Thursday, June 16, 2005

The Googler's dilemma

As Eric Muller has pointed out, I gave an interview to the local Durham Herald-Sun on my involvement in the LeBeau incident. The story accurately reflects what I had to say: I've taken no joy in the duty to report an ethical violation that I was on no mission to discover. Of all the options--and I did consider several--going to the press made the most sense by far. This is the kind of work that we look to the press to do. I'm not one who longs for the day when the mainstream media crumbles before the power of the blogosphere. There's a place for both. I believed that this case was serious enough to be newsworthy, but it certainly was reassuring to find that Tom Bartlett, an experienced Chronicle reporter who specializes in plagiarism cases (a sad thing in itself), thought so too. He capably did his job, other journalists picked it up, and then a blog reader did further investigative work and added to the findings.

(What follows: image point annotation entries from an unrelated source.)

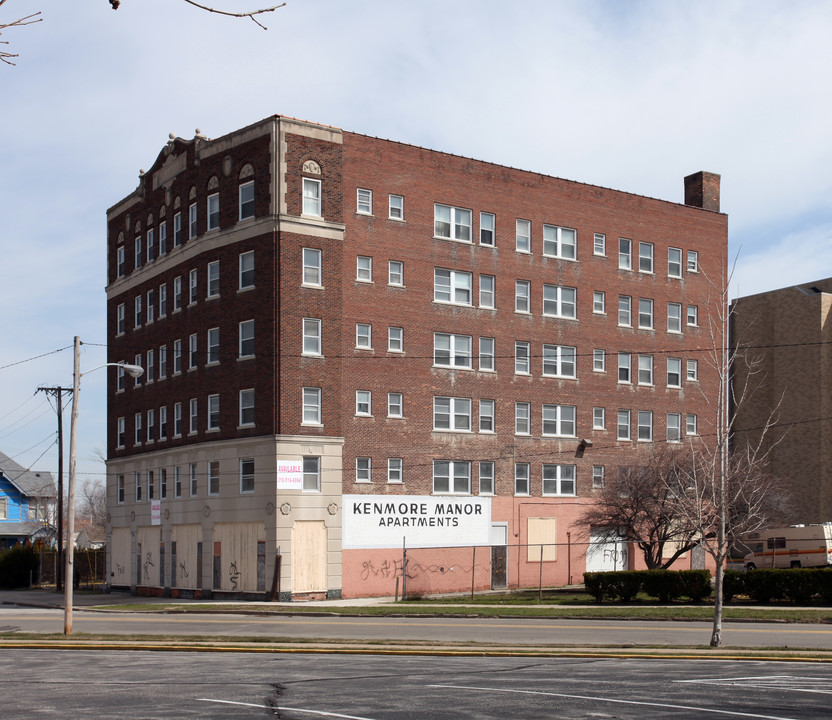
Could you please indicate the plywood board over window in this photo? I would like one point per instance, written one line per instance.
(541, 531)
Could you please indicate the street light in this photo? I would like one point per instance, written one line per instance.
(133, 371)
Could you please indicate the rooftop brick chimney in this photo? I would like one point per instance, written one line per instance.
(702, 190)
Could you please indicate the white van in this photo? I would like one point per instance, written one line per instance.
(790, 547)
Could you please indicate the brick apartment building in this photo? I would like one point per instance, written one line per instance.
(353, 346)
(788, 332)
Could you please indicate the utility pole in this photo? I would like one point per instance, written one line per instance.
(58, 393)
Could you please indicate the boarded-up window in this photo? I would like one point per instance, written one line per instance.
(541, 531)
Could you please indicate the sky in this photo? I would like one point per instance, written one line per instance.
(631, 95)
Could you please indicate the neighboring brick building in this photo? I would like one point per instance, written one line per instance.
(331, 322)
(787, 334)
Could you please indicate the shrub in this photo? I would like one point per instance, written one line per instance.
(17, 566)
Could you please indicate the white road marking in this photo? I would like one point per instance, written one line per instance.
(620, 702)
(283, 707)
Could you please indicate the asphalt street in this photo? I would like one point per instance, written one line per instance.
(111, 684)
(526, 632)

As the Herald-Sun story noted, I did find myself confronted (thanks to the power of Google) with a moral dilemma. And as Eric notes, there is no clear direction for what someone who discovers an instance of plagiarism by a university professor is supposed to do about it, or how. After the fact, it appears that my response was consistent with the American Historical Association's Statement on Standards of Professional Conduct. I quoted from these guidelines earlier in discussing what plagiarism is. From the same document:

All who participate in the community of inquiry, as amateurs or as professionals, as students or as established historians, have an obligation to oppose deception. . . . After leaving graduate school, every historian will have to depend primarily on vigilant self-criticism. Throughout our lives none of us can cease to question the claims our work makes and the sort of credit it grants to others.


Now, that's a very sensible guideline.